Meredith Miles, a biology PhD student at Wake Forest University who also published a study in 2018 on the evolution of these birds, came to some of the same conclusions by reading text accounts of the dance moves of birds-of-paradise and picking out the parts describing behaviour.

“We both found similar effects on the mating systems and on how the habitats affect certain traits,” she said. The conclusions they share include that birds which display on the ground have more complex moves than those in the canopies. “It’s always good news as a scientist to know you’ve converged on the same answer.”

However, Miles interprets some results differently from Scholes as far as evolution is concerned. For example, she believes females likely drive these adaptations but says that she isn’t sure that birds-of-paradise have evolved wonderful dancing because they already have great colours or vice versa. She believes that the answer is more likely that within all the birds-of-paradise, some species tend to compete more intensely than others.

In any case, there is still much to be discovered about birds of paradise. Sadly, some of the most vulnerable species are those we know the least about, Scholes says. With many species declining due to habitat loss from resource extraction and development, it may become even harder to learn more about them in the future.

Miles said the larger effort of Scholes and his coauthors to look at dances, songs, and plumage or appearance is “an astounding endeavour.” Indeed, Scholes’ dedication to documenting the unobserved behaviours of these birds often meant hours or days sitting quietly in a hideout called a blind, fighting off mosquitoes in all types of weather. Some days were made even longer trekking through rugged mountains and rainforests to get to their campsites and back.

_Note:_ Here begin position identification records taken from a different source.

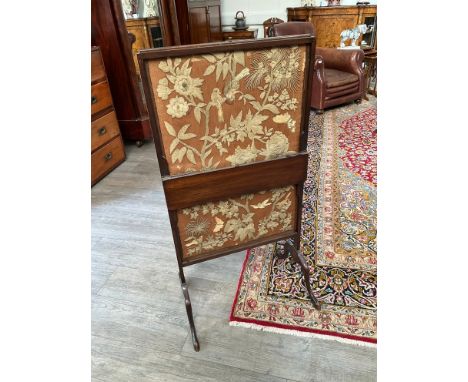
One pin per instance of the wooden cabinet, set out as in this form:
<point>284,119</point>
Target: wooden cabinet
<point>108,31</point>
<point>147,32</point>
<point>107,149</point>
<point>204,21</point>
<point>329,22</point>
<point>231,34</point>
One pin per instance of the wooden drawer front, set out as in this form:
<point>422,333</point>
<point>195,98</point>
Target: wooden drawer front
<point>106,158</point>
<point>100,97</point>
<point>97,68</point>
<point>103,130</point>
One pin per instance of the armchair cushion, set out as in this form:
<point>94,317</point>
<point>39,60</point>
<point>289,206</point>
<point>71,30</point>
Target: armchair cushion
<point>336,78</point>
<point>338,73</point>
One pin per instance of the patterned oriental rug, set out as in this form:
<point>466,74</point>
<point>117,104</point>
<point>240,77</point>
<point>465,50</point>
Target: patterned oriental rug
<point>339,232</point>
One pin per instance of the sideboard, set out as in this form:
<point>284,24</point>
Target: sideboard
<point>329,22</point>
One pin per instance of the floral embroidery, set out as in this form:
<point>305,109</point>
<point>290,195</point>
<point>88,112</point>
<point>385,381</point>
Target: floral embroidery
<point>177,107</point>
<point>229,109</point>
<point>233,221</point>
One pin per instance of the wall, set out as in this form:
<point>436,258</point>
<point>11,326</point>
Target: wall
<point>257,11</point>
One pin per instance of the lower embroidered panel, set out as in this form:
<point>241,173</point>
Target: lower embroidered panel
<point>228,223</point>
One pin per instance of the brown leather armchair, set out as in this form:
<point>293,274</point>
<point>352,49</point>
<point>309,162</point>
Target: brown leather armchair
<point>338,74</point>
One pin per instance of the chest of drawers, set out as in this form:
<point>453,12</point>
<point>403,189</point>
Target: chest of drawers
<point>107,149</point>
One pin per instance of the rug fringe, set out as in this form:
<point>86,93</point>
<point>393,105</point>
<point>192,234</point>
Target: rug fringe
<point>301,334</point>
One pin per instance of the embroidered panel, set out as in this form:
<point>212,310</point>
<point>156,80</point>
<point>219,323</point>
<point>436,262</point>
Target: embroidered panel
<point>227,109</point>
<point>229,223</point>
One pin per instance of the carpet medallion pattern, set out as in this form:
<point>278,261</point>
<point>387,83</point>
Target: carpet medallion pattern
<point>338,239</point>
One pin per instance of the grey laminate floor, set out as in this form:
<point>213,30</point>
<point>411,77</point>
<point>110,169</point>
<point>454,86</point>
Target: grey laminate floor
<point>139,326</point>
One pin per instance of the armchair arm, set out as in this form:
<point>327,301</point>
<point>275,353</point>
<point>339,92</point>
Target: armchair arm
<point>341,59</point>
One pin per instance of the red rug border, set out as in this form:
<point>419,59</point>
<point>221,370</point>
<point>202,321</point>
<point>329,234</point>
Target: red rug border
<point>282,326</point>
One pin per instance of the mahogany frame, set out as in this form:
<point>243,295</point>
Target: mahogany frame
<point>186,190</point>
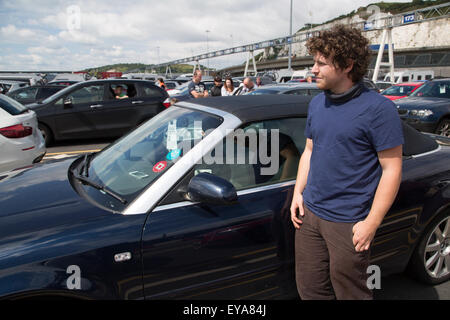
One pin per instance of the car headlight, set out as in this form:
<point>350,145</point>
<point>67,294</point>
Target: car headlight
<point>421,113</point>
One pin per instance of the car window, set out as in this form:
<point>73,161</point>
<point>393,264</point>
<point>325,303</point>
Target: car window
<point>261,91</point>
<point>240,161</point>
<point>298,92</point>
<point>151,91</point>
<point>398,91</point>
<point>11,106</point>
<point>171,85</point>
<point>437,89</point>
<point>27,93</point>
<point>128,91</point>
<point>138,159</point>
<point>47,92</point>
<point>87,94</point>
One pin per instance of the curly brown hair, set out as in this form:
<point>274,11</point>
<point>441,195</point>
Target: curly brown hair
<point>343,45</point>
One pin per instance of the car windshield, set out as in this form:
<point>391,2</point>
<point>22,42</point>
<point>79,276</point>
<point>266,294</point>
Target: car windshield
<point>138,159</point>
<point>262,91</point>
<point>11,106</point>
<point>398,90</point>
<point>437,89</point>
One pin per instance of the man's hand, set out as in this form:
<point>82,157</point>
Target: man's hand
<point>297,204</point>
<point>363,234</point>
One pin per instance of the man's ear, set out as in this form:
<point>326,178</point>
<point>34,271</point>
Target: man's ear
<point>349,68</point>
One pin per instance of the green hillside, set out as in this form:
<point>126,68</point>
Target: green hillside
<point>392,7</point>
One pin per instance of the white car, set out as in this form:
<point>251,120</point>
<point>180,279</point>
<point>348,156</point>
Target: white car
<point>21,142</point>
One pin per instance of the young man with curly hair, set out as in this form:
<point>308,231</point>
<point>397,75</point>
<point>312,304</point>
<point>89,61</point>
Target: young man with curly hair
<point>349,172</point>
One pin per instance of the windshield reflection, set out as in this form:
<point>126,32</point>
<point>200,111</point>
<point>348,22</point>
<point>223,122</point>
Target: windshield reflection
<point>137,160</point>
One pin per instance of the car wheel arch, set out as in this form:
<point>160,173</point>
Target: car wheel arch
<point>414,266</point>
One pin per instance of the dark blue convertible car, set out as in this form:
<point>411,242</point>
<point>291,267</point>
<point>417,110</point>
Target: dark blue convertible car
<point>183,207</point>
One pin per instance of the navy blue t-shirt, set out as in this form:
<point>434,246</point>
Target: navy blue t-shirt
<point>344,168</point>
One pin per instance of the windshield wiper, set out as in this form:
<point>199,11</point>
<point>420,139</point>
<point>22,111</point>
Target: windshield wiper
<point>97,186</point>
<point>86,163</point>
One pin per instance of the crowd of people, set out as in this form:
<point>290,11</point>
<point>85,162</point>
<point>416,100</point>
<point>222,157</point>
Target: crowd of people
<point>197,88</point>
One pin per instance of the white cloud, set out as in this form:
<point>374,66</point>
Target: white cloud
<point>115,31</point>
<point>11,31</point>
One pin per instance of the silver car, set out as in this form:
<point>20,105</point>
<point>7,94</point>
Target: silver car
<point>21,142</point>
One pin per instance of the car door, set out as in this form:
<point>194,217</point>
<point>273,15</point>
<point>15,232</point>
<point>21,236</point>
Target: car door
<point>115,116</point>
<point>245,250</point>
<point>75,113</point>
<point>118,116</point>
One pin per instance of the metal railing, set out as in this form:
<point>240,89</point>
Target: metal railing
<point>402,19</point>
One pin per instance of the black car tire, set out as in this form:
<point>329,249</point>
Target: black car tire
<point>444,128</point>
<point>417,267</point>
<point>46,133</point>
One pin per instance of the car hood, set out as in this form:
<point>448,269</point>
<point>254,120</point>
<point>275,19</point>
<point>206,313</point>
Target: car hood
<point>421,102</point>
<point>41,197</point>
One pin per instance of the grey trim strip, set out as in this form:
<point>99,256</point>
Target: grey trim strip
<point>153,194</point>
<point>239,193</point>
<point>427,153</point>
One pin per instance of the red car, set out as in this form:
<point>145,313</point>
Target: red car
<point>401,90</point>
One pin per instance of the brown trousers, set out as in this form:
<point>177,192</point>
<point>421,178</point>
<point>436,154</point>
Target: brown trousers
<point>327,264</point>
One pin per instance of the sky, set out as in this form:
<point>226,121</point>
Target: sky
<point>75,35</point>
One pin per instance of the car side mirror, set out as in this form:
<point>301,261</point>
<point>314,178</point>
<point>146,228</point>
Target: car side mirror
<point>68,102</point>
<point>210,189</point>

The work also nearly cost him his life early in his career. In 2002, he was an 11-hour hike up a jungle-shrouded mountain in Papua New Guinea’s southeast attempting to catch some of the only footage of the elaborate mating dance of the eastern parotia bird-of-paradise, when his work was interrupted by a rotten appendix.

Male parotia have spectacular antenna-like wires spouting back from near their bright blue eyes. They push some lower torso feathers out to look like a black Scottish kilt before executing a dainty jig. The dance, the notes they serenade females with, and their iridescent golden-green chest patch, may be just different enough from those of the Lawes parotia to possibly warrant their status as a separate species or subspecies.

After setting up his equipment behind a blind, Scholes captured only a “tantalising” amount of footage before he began to get sick and could no longer concentrate. Luckily, this was one of the only times he had travelled with a satellite phone, which may have saved his life. 

The researchers phoned in for extraction and cleared the trees off a nearby rock overhang, which wasn’t enough for the helicopter to land but allowed it to hover close enough for Scholes to climb in. Five days and several more flights later, he had the appendix removed in a hospital in Australia.

But as far as the eastern parotia is concerned, its status as a subspecies or separate species entirely is still an open question.

Joshua Rapp Learn contributes features on archaeology, ecology and the adventures involved in the research.